That is why the Earth Movement, the Ecology Movement, opposes the linearised production system of capitalism: Because linearism literally crosses the path of the Creator and the path of nature’s growth; and it reminds Africans of the columns of slavery and the Pioneer Columns of colonial death and destruction.
What ChatGPT and other LLMs have done contrary to dariro philosophy
According to Jim Dermott, LLMs represent theft of intellectual property in which those who have been robbed can no longer individually recognise their creations. This is like stealing a million bulls and cows, grinding them up into a huge mountain of minced meat, and then saying: ‘Since none of the original owners can identify which bit came from his/her particular beast, this mountain of minced meat now belongs to the grinder’.
Otherwise the content constituting the programmes for prompting ChatGPT, for instance, has all knowingly been culled from original creations of initial authors. LLMs no longer recognise nor reward original authorship. They destroy its identity by cutting up and dicing the originals into tiny bits which now form the dataset upon which to train the chatbot.
Dariro philosophy does try to recognise contributions of different participants by granting each a separate totem (mutupo) in the form of an animal from real nature which must be celebrated for its uniqueness and perspective while remaining in the circle.
That is one of the purposes of the genre called ‘Madetembo emitupo’ (totem poetry).
The perspective of a zebra is different from that of a giraffe, which also differs from that of a monkey or rabbit.
But all should be celebrated and harmonised in, and by, the dariro.
McDermott’s article is titled: ‘ChatGPT is not ‘artificial intelligence. It’s Theft’.
Then came Neil Saunders citing psychologist Gary Marcus in ‘The Conversation.com’ for May 16 2023 who pointed out that part of the problem of defining and locating LLMs in society came from careless uses or abuses of language. The article was titled: ‘Evolution is Making Us Treat AI like a Human Being, and We Need to Kick the Habit’.
According to Marcus, LLMs represent the mere scaling up of mechanical competence without comprehension as once explained by cognitive scientist Daniel Dennett: “This means that while ChatGPT can produce paragraphs filled with emotive language, it doesn’t understand any word in any sentence it generates.”
The writer then voiced support for a world-wide petition calling for formation of an international agency (dariro?) to promote safe, secure and peaceful AI technologies.

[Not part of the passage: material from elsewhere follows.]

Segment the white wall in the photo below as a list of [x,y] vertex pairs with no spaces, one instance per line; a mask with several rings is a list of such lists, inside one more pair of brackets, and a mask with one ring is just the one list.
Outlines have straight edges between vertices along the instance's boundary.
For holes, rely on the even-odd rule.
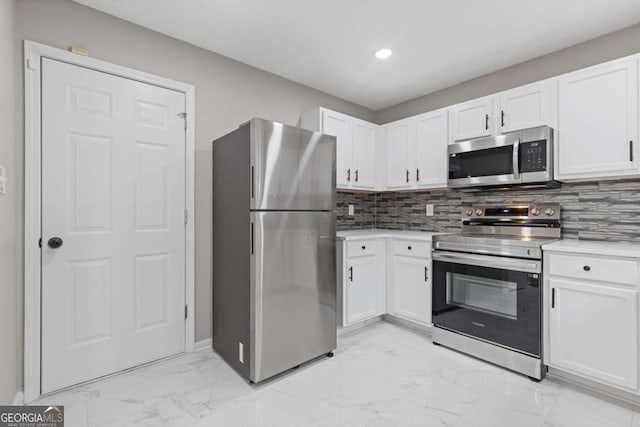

One suggestion was to pass a rule requiring all products of AI technologies to bear a watermark serving as a warning to potential users.
A rather unique critique of LLMs was from AdExchanger titled: ‘It’s Time to Defund Misinformation…’ by Allison Schiff who interviewed L. Gordon Crovitz, founder of NewsGuard.
News Guard estimates that over US$2,6 billion of funds from honest top brand advertisers ends up inadvertently financing fake news and misinformation web sites.
So NewsGuard, for a subscription fee, will offer a rating service on news outlets so advertisers can avoid tainted outlets and platforms. This suggests the need for a media dariro of sorts except that this is no longer a real community on the ground but a series of computers probably checking and rating products of other AI-based outlets!
That may even compound the confusion already plaguing digitised journalism.
Understanding language, human purpose and values is the task of philosophy
Last, but by no means least, is the critique of LLMs by Professor Phillip Goff of the University of Durham who argues that the challenge of LLMs such as ChatGPT cannot be met by disciplines or sectors that exclude philosophy. The article in ‘The Conversation.com’ for May 17 2023 was titled: ‘ChatGPT Can’t Think —Consciousness Is Entirely Different to Today’s Artificial Intelligence’.
Argues Professor Goff: “These systems can produce text that seems to display thought, understanding and even creativity…But ChatGPT (for instance) is an unfeeling mechanism (sort of advanced predictive text) that has been trained on huge amounts of human-made data to generate content that seems like it was written by a person.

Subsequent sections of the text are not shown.